The only person who got in touch was none other than Tesla CEO Elon Musk, who told him he had “a non-profit AI lab” that needed a system like that.

Huang assumed the deal would be impossible.

“All the blood is gone from my face,” he told Rogan. “A nonprofit is not going to buy a $300,000 computer.”

But Musk, the richest man in the world, insisted. So Huang boxed up one of the first units, put it in his car, and drove to San Francisco himself.

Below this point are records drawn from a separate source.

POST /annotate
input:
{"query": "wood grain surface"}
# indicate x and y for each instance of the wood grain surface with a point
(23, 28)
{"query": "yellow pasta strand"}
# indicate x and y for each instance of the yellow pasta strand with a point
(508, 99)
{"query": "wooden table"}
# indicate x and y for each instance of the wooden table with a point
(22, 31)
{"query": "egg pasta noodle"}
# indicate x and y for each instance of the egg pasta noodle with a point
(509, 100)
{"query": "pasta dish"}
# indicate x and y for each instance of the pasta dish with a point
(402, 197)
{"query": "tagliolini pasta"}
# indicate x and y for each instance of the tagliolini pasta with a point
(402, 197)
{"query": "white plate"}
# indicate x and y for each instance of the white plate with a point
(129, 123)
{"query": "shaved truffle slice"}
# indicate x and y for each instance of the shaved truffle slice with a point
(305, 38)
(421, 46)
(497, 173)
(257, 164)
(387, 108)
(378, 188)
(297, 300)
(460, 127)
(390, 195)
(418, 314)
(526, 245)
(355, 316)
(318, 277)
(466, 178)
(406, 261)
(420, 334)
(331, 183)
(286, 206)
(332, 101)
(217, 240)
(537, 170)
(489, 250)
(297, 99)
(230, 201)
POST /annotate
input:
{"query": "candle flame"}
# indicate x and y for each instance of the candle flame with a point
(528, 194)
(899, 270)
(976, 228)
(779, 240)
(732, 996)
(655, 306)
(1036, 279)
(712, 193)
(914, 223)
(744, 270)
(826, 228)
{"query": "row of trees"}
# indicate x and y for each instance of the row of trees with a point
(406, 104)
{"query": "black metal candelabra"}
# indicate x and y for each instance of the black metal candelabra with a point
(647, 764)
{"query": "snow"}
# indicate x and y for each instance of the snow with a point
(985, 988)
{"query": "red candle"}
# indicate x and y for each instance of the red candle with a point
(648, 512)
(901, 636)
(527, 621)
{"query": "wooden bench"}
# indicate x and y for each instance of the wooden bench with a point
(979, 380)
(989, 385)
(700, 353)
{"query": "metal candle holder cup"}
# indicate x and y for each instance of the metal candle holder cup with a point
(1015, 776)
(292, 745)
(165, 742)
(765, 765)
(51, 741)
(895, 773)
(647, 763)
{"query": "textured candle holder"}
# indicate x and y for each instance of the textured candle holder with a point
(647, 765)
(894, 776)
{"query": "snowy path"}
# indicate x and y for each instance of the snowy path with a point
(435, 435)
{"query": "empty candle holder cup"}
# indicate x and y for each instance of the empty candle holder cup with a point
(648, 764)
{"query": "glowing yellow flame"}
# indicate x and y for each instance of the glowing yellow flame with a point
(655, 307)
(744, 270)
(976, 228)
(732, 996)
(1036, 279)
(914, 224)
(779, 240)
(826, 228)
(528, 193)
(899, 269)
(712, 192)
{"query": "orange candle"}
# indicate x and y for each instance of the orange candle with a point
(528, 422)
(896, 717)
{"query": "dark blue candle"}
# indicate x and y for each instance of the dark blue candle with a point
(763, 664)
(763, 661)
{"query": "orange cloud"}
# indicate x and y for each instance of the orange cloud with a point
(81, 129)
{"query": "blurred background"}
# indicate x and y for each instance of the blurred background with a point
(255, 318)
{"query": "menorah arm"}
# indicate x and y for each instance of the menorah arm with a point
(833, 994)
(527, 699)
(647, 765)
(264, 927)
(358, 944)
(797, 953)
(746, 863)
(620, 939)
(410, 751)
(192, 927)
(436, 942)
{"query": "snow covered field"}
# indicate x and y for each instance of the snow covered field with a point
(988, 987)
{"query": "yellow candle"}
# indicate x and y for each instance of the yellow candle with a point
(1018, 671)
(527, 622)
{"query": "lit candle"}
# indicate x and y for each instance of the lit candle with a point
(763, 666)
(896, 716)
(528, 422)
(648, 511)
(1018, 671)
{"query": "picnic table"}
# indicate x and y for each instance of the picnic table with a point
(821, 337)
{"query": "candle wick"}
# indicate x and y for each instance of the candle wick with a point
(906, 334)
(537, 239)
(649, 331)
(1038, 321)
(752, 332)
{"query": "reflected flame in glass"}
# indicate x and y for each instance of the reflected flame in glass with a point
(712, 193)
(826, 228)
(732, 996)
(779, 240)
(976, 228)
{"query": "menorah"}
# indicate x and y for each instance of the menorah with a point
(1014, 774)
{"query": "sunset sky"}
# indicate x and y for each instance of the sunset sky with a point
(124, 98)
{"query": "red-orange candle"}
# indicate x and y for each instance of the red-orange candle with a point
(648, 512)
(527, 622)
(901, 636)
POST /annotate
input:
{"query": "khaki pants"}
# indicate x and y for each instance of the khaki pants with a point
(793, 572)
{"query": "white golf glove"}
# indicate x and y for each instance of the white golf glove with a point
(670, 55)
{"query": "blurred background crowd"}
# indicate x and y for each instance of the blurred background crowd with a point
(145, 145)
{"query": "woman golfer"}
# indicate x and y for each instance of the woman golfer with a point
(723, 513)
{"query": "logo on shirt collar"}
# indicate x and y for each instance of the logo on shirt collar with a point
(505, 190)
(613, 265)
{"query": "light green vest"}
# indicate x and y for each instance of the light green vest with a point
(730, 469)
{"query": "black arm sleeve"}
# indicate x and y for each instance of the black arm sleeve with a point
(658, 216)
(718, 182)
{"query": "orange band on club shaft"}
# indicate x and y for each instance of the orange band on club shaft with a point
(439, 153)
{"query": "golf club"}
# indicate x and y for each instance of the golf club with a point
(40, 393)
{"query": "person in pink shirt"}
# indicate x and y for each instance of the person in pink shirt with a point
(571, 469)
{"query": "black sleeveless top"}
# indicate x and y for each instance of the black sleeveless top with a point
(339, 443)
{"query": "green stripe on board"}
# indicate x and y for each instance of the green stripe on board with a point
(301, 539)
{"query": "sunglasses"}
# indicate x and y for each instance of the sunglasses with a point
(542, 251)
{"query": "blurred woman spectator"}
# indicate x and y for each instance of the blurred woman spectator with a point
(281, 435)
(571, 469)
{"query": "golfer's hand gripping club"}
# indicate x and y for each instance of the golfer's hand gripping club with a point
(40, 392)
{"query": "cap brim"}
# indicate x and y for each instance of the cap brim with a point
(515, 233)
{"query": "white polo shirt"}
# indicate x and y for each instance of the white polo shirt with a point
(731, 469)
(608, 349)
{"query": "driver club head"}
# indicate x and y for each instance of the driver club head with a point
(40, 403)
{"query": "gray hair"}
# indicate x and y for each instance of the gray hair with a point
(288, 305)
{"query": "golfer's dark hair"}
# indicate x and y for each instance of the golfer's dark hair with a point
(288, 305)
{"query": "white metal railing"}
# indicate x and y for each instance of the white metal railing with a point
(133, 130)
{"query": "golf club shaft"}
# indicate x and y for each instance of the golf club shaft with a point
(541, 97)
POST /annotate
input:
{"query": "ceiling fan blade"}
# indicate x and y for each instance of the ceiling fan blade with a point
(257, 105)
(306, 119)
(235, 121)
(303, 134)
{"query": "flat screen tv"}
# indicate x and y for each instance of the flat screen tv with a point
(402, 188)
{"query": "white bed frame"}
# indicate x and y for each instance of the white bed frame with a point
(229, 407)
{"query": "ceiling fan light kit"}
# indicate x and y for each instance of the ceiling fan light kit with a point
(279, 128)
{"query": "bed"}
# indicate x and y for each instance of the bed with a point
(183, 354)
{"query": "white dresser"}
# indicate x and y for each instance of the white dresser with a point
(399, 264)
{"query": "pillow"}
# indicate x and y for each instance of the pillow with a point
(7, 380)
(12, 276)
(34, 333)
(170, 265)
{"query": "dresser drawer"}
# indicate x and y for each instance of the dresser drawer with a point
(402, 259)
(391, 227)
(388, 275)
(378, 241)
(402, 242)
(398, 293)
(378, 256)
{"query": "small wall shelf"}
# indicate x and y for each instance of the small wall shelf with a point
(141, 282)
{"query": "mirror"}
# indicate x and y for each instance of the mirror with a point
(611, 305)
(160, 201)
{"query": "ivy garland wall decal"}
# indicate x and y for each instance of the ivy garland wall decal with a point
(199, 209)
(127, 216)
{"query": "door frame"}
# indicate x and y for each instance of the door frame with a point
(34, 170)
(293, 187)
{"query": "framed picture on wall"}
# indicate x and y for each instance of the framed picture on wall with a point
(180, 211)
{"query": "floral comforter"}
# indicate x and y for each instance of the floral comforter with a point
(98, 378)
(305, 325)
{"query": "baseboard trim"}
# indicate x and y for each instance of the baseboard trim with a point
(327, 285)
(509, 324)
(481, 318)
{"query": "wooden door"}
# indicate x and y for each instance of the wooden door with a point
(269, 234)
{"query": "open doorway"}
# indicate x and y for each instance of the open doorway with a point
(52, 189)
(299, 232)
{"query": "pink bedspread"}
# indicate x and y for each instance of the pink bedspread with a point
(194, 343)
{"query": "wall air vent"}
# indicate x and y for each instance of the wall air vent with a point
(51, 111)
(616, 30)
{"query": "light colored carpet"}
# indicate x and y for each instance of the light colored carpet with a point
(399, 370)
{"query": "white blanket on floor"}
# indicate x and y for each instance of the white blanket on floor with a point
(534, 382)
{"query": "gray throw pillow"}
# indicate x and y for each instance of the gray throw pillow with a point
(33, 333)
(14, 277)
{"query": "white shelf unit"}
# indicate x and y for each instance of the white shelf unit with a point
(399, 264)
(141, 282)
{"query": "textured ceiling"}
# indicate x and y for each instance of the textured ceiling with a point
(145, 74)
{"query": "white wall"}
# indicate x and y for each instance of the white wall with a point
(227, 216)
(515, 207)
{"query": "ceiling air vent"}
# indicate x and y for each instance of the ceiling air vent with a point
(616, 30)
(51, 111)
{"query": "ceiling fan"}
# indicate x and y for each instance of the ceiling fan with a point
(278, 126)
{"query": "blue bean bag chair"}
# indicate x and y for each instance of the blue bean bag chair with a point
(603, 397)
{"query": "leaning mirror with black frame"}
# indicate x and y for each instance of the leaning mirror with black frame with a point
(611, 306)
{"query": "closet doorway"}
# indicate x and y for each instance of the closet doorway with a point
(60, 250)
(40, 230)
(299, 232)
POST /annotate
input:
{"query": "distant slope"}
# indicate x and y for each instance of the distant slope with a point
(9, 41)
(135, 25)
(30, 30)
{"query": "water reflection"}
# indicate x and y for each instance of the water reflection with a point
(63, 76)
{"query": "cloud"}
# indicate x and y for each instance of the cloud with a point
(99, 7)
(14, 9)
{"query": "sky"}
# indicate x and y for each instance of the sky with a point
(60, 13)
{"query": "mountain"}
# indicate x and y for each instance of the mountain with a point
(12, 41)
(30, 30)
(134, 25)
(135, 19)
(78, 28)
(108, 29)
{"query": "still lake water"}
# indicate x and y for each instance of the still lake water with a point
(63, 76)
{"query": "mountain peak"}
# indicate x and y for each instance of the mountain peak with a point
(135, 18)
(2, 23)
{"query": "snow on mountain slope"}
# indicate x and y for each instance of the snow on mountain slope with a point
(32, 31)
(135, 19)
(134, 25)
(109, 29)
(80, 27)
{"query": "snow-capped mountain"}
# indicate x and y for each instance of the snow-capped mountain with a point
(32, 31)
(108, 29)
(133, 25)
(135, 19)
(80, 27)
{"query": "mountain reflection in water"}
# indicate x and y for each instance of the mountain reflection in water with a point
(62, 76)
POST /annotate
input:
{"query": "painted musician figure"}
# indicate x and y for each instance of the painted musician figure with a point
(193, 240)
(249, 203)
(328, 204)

In 2016, he walked into a small upstairs room packed with researchers—Berkeley robotics pioneer Pieter Abbeel, OpenAI co-founder Ilya Sutskever, and others—working in a cramped office.

That space would eventually turn out to be OpenAI, long before it became the most talked about AI organization in the world. Huang left the DGX-1 with them and returned home.

Looking back, even as CEO of a $4.5 trillion company that now draws crowds and autograph seekers wherever he goes, he doesn’t describe any of this as strategic vision or heroism.

For him, everything is a continuation of the risks his parents took in sending two boys across the world with almost nothing.

“We really believed in this, and if you believe in this future and don’t do anything about it, you will regret it for the rest of your life,” Huang said.